20.4.08

o inseto e seta

inoportuno. tento matar o mosquito com a seta do mouse. como ele poderia cruzar o meu caminho? de resto, não consigo, porém, não me frusto. sei que mosquito só anda sobre a superfície e que a seta que direciono não é atingida nem de perto, nem de muito perto, por este inseto invasor. está certo que julgo inatingível todo esse aparente poder de direção. não posso matar o mosquito apenas movendo o mouse, mas farei o quê? deixarei a seta correr solta sobre a minha tela para tentar fechar o cerco das andanças deste estúpido animal? por este momento, verifico que se fecho o cerco contra ele, fecho o meu cerco e perco todo senso de direção. quero dizer, a seta passa a apontar para onde eu não gostaria que ela apontasse enquanto que o mosquito seria liquidado num gesto de minha mão. seria um lucro para mim, um bom negócio, trocar a suavidade do meu mouse pela brutalidade da mão sobre o mosquito? sei que a tela nos separa mas porque então ele insiste em se relacionar com a minha seta? por mais que haja separação, por mais que meu cérebro admita isso, meu olho não. o mosquito acompanha a seta do mouse e, com isso, obstrui minha visão. eu não vejo a minha seta pois vejo um inseto. e deste fato, poderia ainda me lembrar daquela máxima que diz que o espectador não reclama a paixão, mas simplesmente a imagem dela. ou, em outras palavras, o que importa para o olho não é ser mas parecer. ou ainda, o efeito que no olho produz, a ilusão. meu olho se ilude quando vê o atrevido inseto pousado na seta. meu olho também se ilude quando não vê o inseto e se identifica com a seta. meu olho se ilude quando mata o inseto e deixa livre a seta? ou quando ignora o inseto e mantém as rédeas da seta?

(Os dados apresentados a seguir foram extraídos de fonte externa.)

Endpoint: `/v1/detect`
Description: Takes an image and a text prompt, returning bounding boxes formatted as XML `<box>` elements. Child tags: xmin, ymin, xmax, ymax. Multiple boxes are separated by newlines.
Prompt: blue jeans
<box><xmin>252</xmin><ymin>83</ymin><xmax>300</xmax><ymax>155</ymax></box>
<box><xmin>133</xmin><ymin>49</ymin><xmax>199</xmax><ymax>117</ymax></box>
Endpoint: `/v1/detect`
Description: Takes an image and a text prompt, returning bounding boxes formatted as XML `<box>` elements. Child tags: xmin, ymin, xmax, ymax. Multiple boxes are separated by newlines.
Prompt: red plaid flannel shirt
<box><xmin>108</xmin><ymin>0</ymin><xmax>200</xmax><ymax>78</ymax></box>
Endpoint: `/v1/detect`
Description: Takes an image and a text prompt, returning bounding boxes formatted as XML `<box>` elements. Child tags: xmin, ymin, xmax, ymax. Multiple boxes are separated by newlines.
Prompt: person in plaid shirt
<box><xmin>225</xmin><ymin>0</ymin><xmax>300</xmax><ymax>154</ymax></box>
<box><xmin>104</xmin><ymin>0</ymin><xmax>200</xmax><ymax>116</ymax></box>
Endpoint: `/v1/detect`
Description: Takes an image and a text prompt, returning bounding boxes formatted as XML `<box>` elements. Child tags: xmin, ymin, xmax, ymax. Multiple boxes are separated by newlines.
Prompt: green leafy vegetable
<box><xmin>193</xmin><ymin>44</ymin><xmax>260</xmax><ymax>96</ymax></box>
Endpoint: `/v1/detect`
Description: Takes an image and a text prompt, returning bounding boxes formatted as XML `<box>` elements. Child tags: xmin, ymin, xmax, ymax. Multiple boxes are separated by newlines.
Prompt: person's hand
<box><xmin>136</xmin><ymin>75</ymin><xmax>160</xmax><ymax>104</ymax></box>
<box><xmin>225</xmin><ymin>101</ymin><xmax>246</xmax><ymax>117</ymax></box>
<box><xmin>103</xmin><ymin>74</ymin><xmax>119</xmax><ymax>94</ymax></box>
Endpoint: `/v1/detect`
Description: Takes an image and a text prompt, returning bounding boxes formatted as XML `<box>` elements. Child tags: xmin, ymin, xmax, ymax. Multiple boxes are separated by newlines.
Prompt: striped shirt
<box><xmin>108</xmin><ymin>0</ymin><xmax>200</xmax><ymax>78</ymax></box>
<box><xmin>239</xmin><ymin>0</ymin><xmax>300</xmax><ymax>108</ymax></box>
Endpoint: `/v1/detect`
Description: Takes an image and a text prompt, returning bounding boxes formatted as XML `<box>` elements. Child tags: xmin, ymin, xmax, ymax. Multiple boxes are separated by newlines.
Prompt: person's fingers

neste momento, preciso parar para tentar compreender a diferença entre o inseto e seta. uma diferença de gênero, um ele e um ela. uma diferença inicial, já que o inseto cerca a seta. ela então se vê envolvida por ele, mas não completamente. se o inseto tem em si a seta, a seta, por fim, se desvencilha do inseto, tornando-se ela mesma uma ela. a seta não é o inseto. e o inseto não é seta. isso é verdade. mas não posso deixar de concluir que do inseto deriva a seta. e da seta origina-se o inseto. e sem inseto, não tem seta, bem como na ausência de seta, não há inseto. e tenho dito.